It's time to catch up on recent reports about the economy. Last Friday's GDP report was somewhat surprising, given the composition of economic growth. While consumption rose moderately (somewhat high by current standards), business investment actually declined. This was likely due to policy issues as some companies moved investment into the fourth quarter of 2011 to take advantage of expiring tax breaks. But even with that, investment growth over the last 2 quarters was lower than any time since the Winter of 2009-10. Investment in equipment grew at an annualized rate of 4.5% over the last 6 months compared to nearly 11% in the previous 6 months. After surging in the Spring and Summer of 2011, investment in structures has declined by about 6.5% in the Fall and Winter (seasonally adjusted, annualized rate). Together, this suggests that the bounceback in investment following the end of the recession is over and firms are now basing their investment decisions on expected economic conditions.
Meanwhile, though consumption was a strong point in the GDP report, the income/spending report released on Monday indicates that consumer spending was slowing down as the first quarter came to an end. After increasing at an annualized rate of nearly 5% in January and February, growth in real consumer spending slowed to just over a 1% rate in March. At the same time, real disposable income was flat for the quarter, resulting in a lower savings rate (i.e., more spending with flat income results in less savings). This implies that unless income starts to increases more quickly, consumer spending should slow down in the coming months.
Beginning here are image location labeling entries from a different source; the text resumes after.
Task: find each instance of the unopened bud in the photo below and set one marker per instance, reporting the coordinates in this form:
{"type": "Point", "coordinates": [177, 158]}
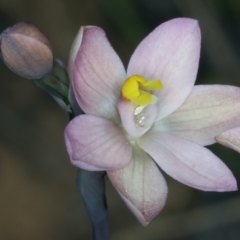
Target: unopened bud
{"type": "Point", "coordinates": [26, 51]}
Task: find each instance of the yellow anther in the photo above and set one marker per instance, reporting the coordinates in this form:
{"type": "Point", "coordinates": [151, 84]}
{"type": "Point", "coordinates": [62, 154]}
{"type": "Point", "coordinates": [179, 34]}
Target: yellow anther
{"type": "Point", "coordinates": [131, 90]}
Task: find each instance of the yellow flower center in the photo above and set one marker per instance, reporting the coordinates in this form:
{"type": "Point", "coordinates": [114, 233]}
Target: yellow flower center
{"type": "Point", "coordinates": [137, 89]}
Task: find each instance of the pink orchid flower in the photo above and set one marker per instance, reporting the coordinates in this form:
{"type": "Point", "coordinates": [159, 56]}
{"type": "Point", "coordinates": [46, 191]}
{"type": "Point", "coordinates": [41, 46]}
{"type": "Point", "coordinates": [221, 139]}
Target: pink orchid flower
{"type": "Point", "coordinates": [151, 114]}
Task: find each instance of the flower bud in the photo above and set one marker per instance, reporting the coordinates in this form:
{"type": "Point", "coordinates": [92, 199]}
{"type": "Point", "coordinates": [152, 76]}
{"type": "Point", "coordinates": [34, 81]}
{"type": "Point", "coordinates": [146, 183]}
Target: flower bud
{"type": "Point", "coordinates": [26, 51]}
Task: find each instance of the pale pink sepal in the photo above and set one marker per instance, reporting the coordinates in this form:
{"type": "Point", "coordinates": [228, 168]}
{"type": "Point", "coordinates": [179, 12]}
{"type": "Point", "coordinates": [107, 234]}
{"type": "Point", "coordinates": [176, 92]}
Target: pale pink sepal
{"type": "Point", "coordinates": [129, 120]}
{"type": "Point", "coordinates": [208, 111]}
{"type": "Point", "coordinates": [230, 139]}
{"type": "Point", "coordinates": [96, 73]}
{"type": "Point", "coordinates": [94, 143]}
{"type": "Point", "coordinates": [171, 54]}
{"type": "Point", "coordinates": [187, 162]}
{"type": "Point", "coordinates": [141, 185]}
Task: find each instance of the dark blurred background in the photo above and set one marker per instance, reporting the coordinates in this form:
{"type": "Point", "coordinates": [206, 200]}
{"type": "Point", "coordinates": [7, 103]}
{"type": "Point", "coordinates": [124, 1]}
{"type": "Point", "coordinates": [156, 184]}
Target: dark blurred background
{"type": "Point", "coordinates": [38, 195]}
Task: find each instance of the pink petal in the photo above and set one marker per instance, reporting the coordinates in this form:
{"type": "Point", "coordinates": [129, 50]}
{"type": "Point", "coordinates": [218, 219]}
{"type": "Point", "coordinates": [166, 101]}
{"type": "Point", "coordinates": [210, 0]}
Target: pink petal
{"type": "Point", "coordinates": [230, 139]}
{"type": "Point", "coordinates": [171, 54]}
{"type": "Point", "coordinates": [208, 111]}
{"type": "Point", "coordinates": [141, 185]}
{"type": "Point", "coordinates": [94, 143]}
{"type": "Point", "coordinates": [126, 110]}
{"type": "Point", "coordinates": [96, 72]}
{"type": "Point", "coordinates": [188, 162]}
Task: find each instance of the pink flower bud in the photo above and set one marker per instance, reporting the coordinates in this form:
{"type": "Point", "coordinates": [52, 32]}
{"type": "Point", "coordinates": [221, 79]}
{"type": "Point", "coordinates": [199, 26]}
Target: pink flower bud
{"type": "Point", "coordinates": [26, 51]}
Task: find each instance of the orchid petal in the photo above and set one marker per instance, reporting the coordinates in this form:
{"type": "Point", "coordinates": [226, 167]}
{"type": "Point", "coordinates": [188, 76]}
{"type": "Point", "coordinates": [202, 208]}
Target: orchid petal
{"type": "Point", "coordinates": [230, 139]}
{"type": "Point", "coordinates": [208, 111]}
{"type": "Point", "coordinates": [136, 124]}
{"type": "Point", "coordinates": [94, 143]}
{"type": "Point", "coordinates": [96, 72]}
{"type": "Point", "coordinates": [141, 185]}
{"type": "Point", "coordinates": [187, 162]}
{"type": "Point", "coordinates": [170, 54]}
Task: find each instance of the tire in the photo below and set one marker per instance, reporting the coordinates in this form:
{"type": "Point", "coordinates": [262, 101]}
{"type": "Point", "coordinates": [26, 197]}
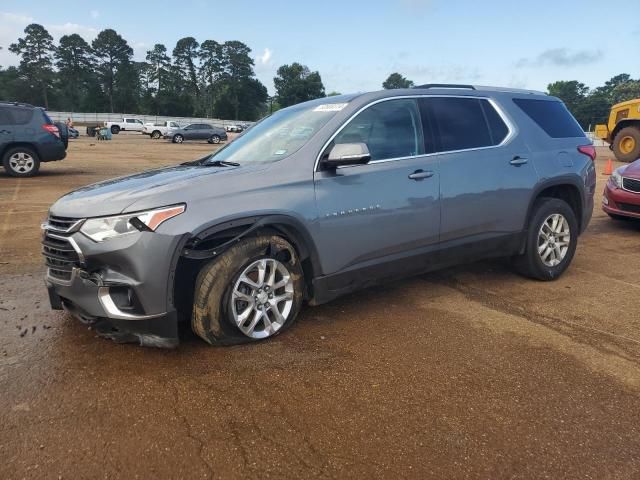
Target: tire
{"type": "Point", "coordinates": [217, 303]}
{"type": "Point", "coordinates": [531, 263]}
{"type": "Point", "coordinates": [21, 162]}
{"type": "Point", "coordinates": [626, 144]}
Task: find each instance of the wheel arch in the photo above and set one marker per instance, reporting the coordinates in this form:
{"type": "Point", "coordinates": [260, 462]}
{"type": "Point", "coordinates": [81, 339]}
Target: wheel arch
{"type": "Point", "coordinates": [568, 189]}
{"type": "Point", "coordinates": [211, 240]}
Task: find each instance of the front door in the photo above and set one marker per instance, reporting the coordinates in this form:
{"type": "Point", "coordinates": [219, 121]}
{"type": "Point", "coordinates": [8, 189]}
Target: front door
{"type": "Point", "coordinates": [381, 213]}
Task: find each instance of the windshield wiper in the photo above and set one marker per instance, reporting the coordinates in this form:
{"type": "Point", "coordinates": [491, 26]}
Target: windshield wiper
{"type": "Point", "coordinates": [221, 163]}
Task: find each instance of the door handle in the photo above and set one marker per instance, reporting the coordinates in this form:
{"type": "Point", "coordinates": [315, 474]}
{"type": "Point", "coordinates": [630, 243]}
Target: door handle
{"type": "Point", "coordinates": [518, 160]}
{"type": "Point", "coordinates": [421, 175]}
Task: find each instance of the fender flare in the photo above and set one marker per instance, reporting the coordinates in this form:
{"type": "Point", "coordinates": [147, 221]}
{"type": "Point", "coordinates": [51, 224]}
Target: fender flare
{"type": "Point", "coordinates": [289, 226]}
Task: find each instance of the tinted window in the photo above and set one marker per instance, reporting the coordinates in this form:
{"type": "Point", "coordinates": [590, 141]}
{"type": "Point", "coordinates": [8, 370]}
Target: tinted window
{"type": "Point", "coordinates": [552, 116]}
{"type": "Point", "coordinates": [5, 117]}
{"type": "Point", "coordinates": [460, 123]}
{"type": "Point", "coordinates": [391, 129]}
{"type": "Point", "coordinates": [497, 128]}
{"type": "Point", "coordinates": [21, 116]}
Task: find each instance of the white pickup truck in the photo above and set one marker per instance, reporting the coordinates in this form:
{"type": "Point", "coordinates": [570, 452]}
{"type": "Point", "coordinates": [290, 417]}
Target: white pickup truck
{"type": "Point", "coordinates": [127, 124]}
{"type": "Point", "coordinates": [159, 130]}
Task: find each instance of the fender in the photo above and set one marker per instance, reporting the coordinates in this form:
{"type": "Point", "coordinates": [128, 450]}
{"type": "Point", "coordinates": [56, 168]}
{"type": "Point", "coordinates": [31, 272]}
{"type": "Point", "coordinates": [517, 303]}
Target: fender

Given a slowdown in investment growth and slower, but moderate growth in consumer spending, economic growth should remain moderate through the rest of 2012 (barring some external shock, such as from Spain). As discussed elsewhere, moderate economic growth means that employment growth should also moderate, as already seen in the March employment report. This doesn't mean that the economy is going to worsen, but that it should continue to grow at a modest pace.